Baroness Pitkeathly (Lab): My Lords, I support all the amendments in his group but particularly Amendment 68, in the name of the right reverend Prelate the Bishop of St Albans, about health inequalities faced by those living in rural areas. When you live in a rural area, it is often difficult physically to access a GP practice—if you do not have a car, try getting a bus in a rural area whose timetable coincides with the opening hours of your surgery—and to access health information if your internet is not up to scratch. There are many rural areas where connectivity still leaves a great deal to be desired. Pharmacies, too, can be difficult to access; although some run outreach services, they are by no means universal.

In rural areas, the important non-clinical services mentioned by my noble friend Lord Howarth are largely dependent on the voluntary sector. During the pandemic, when village halls, with their plethora of exercise, dance, art and social support services, were closed, many older people in rural areas were cut off completely, with disastrous effects on their mental health.

The problems of delivering social care in rural areas are also well known. When care workers are paid for home visits only for the time when they are in the home and not for travelling time—time that will of course be extended by the spread-out nature of those visits—it is no wonder that many private and voluntary agencies are handing back social care contracts to local authorities because they simply cannot deliver them.

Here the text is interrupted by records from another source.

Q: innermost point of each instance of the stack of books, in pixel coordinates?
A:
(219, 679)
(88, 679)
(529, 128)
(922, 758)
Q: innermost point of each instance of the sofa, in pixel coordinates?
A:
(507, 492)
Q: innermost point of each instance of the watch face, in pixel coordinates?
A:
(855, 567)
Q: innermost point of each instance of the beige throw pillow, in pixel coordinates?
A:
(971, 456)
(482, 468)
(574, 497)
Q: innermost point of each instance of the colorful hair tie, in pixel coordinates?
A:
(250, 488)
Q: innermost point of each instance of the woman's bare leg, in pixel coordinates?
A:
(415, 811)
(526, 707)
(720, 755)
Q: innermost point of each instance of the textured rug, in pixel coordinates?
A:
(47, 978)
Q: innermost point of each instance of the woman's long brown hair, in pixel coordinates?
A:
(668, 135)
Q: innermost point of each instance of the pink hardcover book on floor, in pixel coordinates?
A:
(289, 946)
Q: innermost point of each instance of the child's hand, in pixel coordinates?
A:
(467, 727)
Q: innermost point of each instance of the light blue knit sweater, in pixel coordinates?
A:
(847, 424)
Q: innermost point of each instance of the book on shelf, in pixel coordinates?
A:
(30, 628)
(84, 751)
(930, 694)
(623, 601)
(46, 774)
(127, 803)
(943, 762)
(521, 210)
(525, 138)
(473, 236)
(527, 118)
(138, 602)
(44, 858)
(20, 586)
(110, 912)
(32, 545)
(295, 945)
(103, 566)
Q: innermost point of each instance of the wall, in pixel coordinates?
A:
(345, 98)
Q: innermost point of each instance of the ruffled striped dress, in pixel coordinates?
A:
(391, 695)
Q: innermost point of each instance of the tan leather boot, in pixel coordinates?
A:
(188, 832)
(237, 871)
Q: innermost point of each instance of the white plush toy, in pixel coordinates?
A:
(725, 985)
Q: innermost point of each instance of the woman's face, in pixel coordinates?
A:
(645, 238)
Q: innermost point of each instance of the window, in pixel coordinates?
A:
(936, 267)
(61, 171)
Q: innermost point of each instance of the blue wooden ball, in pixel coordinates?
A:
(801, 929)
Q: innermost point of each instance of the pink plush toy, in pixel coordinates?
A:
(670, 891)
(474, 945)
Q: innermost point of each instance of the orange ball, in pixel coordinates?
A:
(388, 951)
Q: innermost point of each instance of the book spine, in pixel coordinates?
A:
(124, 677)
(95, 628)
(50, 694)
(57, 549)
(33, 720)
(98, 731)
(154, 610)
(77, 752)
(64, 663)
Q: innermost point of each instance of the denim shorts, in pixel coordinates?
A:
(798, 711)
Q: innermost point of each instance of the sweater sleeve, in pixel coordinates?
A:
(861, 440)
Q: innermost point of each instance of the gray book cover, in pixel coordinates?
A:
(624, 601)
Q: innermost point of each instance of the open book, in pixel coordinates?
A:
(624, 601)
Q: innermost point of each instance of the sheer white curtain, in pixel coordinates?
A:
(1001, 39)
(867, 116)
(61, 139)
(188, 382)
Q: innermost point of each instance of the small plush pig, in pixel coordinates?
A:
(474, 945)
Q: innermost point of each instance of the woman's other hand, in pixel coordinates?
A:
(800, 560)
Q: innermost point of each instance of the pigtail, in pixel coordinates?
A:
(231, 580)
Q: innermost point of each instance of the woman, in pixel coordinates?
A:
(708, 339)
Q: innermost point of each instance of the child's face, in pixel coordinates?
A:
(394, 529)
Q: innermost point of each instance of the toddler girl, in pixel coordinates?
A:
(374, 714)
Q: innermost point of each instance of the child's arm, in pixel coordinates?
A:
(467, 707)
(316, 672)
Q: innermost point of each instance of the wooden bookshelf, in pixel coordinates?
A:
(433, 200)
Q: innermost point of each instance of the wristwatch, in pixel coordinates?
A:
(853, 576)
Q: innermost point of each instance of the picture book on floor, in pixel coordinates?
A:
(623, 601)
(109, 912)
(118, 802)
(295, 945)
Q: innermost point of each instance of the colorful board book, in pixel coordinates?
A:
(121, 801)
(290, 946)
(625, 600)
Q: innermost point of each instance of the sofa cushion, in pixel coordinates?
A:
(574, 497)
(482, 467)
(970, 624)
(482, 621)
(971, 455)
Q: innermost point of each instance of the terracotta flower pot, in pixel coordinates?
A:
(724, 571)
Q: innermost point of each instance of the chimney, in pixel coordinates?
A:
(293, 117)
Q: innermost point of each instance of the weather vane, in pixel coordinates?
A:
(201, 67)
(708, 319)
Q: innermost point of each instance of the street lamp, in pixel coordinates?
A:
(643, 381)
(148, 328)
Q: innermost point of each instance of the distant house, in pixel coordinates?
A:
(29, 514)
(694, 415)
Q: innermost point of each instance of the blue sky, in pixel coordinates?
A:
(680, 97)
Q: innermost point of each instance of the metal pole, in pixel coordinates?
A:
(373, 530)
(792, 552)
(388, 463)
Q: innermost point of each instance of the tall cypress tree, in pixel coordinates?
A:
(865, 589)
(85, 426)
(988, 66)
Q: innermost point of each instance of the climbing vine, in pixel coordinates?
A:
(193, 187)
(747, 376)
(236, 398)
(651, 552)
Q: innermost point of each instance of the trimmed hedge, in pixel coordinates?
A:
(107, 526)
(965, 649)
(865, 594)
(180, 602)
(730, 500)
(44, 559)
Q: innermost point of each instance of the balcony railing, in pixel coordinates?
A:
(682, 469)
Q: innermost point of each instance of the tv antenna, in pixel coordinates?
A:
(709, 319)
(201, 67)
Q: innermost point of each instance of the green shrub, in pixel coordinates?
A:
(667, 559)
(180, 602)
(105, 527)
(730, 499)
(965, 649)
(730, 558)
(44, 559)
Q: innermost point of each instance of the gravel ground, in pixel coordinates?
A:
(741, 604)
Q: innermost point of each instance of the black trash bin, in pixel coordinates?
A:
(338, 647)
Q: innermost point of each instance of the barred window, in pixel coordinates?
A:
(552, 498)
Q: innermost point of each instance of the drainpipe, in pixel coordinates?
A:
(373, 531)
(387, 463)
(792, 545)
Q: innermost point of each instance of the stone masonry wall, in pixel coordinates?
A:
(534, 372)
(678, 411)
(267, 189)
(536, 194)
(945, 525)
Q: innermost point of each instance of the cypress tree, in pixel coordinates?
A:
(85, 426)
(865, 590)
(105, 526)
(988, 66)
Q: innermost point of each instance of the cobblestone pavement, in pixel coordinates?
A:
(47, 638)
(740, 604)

Lord Kamall (Con, Department of Health & Social Care): I turn next to Amendments 68 and 95, in the name of the right reverend Prelate the Bishop of St Albans. The Government are determined to address long-standing health disparities, including the geographic disparities experienced in rural and coastal communities. I pay tribute to my noble friend Lady McIntosh of Pickering and the noble Baroness, Lady Pitkeathley, who have constantly raised the issues of inequality of health outcomes in rural and coastal areas and how people there access services. For that purpose, the Bill already contains a requirement for the commissioning bodies to tackle these health inequalities, as well as a requirement to protect, promote and facilitate the rights of patients. This means allowing patients to choose to be treated outside their ICB area, particularly if that makes more sense, as alluded to by the right reverend Prelate. To support this, we expect ICBs to actively co-operate with each other for tackling these inequalities. We understand the duty to reduce inequalities to also encompass the need to reduce inequalities between patients with respect to geographical locations, such as rural or coastal areas. The proposed triple aim will also require ICBs to consider the quality of services that can be accessed both in communities but also geographically. I hope I have given the right reverend Prelate the Bishop of St Albans some reassurance on this.